The plant object segmentation method was based on the PlantCV (Plant Computer Vision) suite. The plant and the non-green background in acquired images were then segmented by comparing the value of each pixel to a certain threshold in color space HSV (hue-saturation-value) and LAB (lightness-red/magenta and green- yellow and blue). We used 127, 90, and 83 for corresponding HSV channels. This segmentation method was applied to all of the captured images from different viewpoints, as shown in
Figure 7. A sample of the plant object segmentation results is shown in
Figure 8.
Using the data from the segmentation of plant objects from different views, Lowe’s method was applied to transform an image into a large collection of feature vectors and perform keypoints matching. Keypoints between two images were matched by identifying their nearest neighbors. In some cases, however, the second closest-match may be very near to the first. This may happen due to noise or other reasons. In this case, the ratio of closest-distance to second-closest distance was taken. If it was greater than 0.8, than they were rejected.
Then, based on the results from feature matching, a SFM (structure from motion) method was applied to reconstruct the 3D model of the plants. By using this method, we can compute the positions of the cameras, take image features and image matches as input, and produce a 3D reconstruction of the camera and scene geometry as output. The representation method of our 3D model was point cloud and it was stored in polygon format, which is used to store graphical objects that are described as a collection of polygons.
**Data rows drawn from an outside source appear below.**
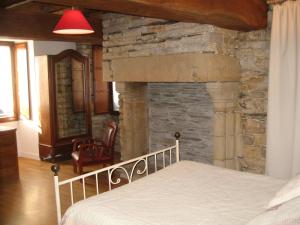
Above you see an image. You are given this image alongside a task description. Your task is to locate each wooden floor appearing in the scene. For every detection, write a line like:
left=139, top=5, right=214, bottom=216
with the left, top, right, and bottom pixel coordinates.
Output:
left=0, top=158, right=119, bottom=225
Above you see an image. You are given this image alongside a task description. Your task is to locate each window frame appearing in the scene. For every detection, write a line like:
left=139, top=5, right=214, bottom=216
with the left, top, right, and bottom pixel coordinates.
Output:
left=0, top=41, right=19, bottom=123
left=13, top=42, right=32, bottom=120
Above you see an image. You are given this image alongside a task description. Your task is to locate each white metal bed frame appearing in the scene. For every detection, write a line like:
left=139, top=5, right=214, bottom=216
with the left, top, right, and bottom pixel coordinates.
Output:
left=51, top=132, right=180, bottom=225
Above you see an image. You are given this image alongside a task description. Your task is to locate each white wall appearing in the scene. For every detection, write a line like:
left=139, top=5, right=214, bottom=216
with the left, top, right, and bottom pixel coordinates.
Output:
left=34, top=41, right=76, bottom=56
left=1, top=41, right=76, bottom=159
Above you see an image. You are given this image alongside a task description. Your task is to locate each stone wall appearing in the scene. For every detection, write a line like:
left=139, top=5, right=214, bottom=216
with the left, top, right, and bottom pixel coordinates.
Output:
left=103, top=14, right=270, bottom=173
left=236, top=12, right=272, bottom=173
left=77, top=44, right=120, bottom=152
left=148, top=83, right=213, bottom=163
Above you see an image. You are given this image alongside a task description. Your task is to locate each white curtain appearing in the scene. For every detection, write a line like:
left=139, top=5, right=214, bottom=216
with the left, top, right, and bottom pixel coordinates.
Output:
left=266, top=0, right=300, bottom=178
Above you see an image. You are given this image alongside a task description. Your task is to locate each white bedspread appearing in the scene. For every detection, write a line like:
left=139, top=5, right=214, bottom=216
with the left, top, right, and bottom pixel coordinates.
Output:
left=62, top=161, right=285, bottom=225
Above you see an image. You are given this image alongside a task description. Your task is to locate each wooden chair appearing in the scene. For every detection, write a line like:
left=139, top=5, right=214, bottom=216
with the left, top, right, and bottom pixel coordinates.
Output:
left=72, top=121, right=118, bottom=174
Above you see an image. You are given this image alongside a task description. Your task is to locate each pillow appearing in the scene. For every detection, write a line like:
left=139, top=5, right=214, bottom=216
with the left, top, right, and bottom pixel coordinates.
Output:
left=266, top=174, right=300, bottom=209
left=247, top=197, right=300, bottom=225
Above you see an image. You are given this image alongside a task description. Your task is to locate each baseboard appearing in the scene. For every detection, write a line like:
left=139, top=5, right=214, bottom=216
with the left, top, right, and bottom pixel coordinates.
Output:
left=18, top=152, right=40, bottom=160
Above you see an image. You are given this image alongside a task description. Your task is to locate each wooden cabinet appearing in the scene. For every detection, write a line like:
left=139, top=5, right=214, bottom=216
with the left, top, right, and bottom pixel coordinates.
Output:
left=0, top=127, right=19, bottom=181
left=36, top=50, right=91, bottom=159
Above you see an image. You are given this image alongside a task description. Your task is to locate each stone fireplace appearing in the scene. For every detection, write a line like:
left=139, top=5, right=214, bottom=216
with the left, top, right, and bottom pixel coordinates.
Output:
left=103, top=53, right=240, bottom=168
left=103, top=13, right=270, bottom=173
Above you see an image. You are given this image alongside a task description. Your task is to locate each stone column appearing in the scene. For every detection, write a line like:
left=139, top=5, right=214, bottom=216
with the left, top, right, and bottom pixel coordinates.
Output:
left=116, top=82, right=149, bottom=161
left=206, top=82, right=239, bottom=169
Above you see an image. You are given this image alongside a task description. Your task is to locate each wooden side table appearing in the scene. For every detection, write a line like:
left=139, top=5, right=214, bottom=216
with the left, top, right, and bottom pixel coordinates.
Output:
left=0, top=126, right=19, bottom=181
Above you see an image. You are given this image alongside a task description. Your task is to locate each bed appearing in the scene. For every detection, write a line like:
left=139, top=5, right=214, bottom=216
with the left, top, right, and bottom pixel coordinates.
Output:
left=53, top=134, right=286, bottom=225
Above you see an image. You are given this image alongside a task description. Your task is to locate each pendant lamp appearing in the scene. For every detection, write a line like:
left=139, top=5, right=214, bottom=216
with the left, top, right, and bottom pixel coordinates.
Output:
left=53, top=8, right=95, bottom=34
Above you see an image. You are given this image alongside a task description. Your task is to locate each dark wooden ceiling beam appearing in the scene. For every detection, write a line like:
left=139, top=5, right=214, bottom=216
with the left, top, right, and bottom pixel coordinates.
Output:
left=0, top=9, right=102, bottom=44
left=36, top=0, right=268, bottom=31
left=0, top=0, right=24, bottom=8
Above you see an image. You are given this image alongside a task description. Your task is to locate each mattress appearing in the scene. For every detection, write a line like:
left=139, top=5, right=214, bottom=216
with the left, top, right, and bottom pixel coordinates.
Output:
left=62, top=161, right=285, bottom=225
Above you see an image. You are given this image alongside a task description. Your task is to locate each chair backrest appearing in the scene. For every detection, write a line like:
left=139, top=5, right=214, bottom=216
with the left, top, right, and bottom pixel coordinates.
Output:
left=102, top=121, right=118, bottom=157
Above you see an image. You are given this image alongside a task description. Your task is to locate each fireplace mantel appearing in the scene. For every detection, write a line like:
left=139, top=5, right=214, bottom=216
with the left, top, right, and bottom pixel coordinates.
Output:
left=103, top=53, right=240, bottom=82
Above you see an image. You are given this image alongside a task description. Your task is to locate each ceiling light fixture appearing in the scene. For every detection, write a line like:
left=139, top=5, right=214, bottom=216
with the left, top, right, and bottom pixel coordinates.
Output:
left=53, top=8, right=95, bottom=34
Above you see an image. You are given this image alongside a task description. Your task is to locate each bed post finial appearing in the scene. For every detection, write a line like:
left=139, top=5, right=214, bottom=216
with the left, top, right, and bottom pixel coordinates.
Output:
left=51, top=164, right=60, bottom=176
left=174, top=132, right=180, bottom=140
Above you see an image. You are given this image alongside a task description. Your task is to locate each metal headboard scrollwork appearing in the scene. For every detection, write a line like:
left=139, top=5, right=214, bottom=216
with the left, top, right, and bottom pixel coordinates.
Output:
left=51, top=132, right=180, bottom=224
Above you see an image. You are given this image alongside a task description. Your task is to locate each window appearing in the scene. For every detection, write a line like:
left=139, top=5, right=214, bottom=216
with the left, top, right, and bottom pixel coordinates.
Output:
left=0, top=42, right=31, bottom=122
left=15, top=43, right=31, bottom=119
left=0, top=42, right=17, bottom=122
left=112, top=82, right=120, bottom=112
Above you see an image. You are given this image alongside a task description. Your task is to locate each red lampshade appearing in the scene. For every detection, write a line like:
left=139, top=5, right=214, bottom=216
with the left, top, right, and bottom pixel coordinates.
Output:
left=53, top=9, right=95, bottom=34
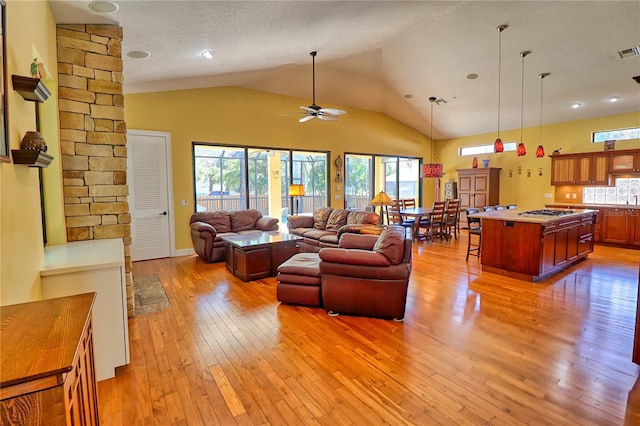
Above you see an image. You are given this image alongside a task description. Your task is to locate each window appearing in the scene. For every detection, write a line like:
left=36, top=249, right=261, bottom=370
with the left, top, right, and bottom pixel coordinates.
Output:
left=193, top=142, right=329, bottom=223
left=459, top=142, right=516, bottom=156
left=591, top=127, right=640, bottom=143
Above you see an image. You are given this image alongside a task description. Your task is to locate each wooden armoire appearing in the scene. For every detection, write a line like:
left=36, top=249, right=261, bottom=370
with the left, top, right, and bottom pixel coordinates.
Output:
left=456, top=167, right=502, bottom=226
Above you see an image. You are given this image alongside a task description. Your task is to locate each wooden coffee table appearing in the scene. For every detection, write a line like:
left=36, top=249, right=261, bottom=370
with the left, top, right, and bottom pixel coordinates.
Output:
left=221, top=231, right=303, bottom=281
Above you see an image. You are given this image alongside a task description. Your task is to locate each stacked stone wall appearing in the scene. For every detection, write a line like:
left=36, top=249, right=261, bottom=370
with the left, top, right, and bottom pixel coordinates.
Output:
left=57, top=25, right=134, bottom=316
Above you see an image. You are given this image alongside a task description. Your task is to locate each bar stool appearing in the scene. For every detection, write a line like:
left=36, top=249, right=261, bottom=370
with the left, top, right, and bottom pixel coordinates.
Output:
left=466, top=208, right=482, bottom=262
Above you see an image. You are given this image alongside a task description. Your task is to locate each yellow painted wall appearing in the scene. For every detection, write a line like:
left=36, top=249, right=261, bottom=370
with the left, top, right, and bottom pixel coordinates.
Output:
left=0, top=0, right=64, bottom=305
left=125, top=86, right=433, bottom=250
left=435, top=112, right=640, bottom=209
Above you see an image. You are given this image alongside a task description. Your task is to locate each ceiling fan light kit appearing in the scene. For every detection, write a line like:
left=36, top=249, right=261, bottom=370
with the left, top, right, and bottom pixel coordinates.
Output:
left=298, top=51, right=347, bottom=123
left=493, top=25, right=509, bottom=153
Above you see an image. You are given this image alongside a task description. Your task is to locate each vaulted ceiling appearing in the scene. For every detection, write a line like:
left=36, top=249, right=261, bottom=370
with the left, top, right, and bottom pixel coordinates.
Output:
left=50, top=0, right=640, bottom=139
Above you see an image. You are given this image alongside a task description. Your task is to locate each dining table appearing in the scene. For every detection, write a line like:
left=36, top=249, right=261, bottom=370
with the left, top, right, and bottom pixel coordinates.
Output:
left=400, top=207, right=433, bottom=240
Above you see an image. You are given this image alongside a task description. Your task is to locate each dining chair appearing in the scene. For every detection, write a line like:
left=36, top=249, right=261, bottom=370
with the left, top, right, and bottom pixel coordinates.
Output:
left=466, top=208, right=482, bottom=262
left=402, top=198, right=416, bottom=209
left=445, top=199, right=460, bottom=240
left=418, top=201, right=447, bottom=240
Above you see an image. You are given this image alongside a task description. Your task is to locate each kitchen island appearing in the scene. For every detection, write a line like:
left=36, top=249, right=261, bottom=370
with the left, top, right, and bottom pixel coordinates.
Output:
left=473, top=209, right=597, bottom=281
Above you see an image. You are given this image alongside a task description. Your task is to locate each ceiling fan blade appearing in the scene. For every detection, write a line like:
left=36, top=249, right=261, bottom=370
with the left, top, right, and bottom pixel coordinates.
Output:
left=298, top=115, right=316, bottom=123
left=320, top=108, right=347, bottom=115
left=318, top=113, right=338, bottom=121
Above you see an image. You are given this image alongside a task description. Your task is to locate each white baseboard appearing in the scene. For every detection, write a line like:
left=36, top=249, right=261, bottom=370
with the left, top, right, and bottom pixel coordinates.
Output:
left=171, top=248, right=196, bottom=257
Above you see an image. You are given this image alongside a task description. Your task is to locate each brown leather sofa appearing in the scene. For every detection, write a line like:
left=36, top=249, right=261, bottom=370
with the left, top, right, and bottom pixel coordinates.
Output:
left=276, top=226, right=412, bottom=321
left=189, top=209, right=278, bottom=263
left=287, top=207, right=380, bottom=252
left=320, top=226, right=412, bottom=321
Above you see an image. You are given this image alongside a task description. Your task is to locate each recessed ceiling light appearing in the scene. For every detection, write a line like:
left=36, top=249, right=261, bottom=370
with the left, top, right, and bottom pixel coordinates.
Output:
left=89, top=1, right=120, bottom=13
left=127, top=50, right=151, bottom=59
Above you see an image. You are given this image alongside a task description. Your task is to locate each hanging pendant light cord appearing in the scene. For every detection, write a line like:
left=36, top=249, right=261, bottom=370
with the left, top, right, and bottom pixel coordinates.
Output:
left=520, top=50, right=531, bottom=142
left=538, top=72, right=549, bottom=145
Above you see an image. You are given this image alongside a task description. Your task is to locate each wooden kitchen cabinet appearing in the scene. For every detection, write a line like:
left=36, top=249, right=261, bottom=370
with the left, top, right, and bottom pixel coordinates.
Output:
left=600, top=207, right=640, bottom=246
left=551, top=152, right=609, bottom=185
left=0, top=293, right=99, bottom=426
left=456, top=167, right=502, bottom=224
left=609, top=149, right=640, bottom=174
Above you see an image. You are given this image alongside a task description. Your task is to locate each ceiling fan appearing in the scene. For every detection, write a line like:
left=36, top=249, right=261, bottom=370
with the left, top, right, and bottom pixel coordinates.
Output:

Illustrative images of the resulting 3D models are shown in
Figure 9, which show the high quality of the reconstructed models. The details of the plants are reconstructed in a photorealistic manner, exhibiting smooth leaf areas and angles, which also include overlapping leaves, one of the most challenging features to model in Arabidopsis plants.
Visual inspection of the models we obtained (
Figure 9), and those reported in the literature [
28], indicate that our 3D models are of better quality as they are not missing details of the surface of leaves, petioles, or flower buds, despite the flat rosette architecture and the high number of overlapping leaves of the plant model are tested here. In some studies, validation of the 3D models has involved extracting 2D readouts and comparing those to the measurements obtained using manual destructive phenotyping. Another possible validation approach was the use of unique virtual datasets that has allowed authors to assess the accuracy of their reconstructions [
10,
11].
Future steps will involve automation of the system and implementation of the 3D models in the characterization of plants with enhanced growth rate, biomass accumulation, and improved tolerance to stress.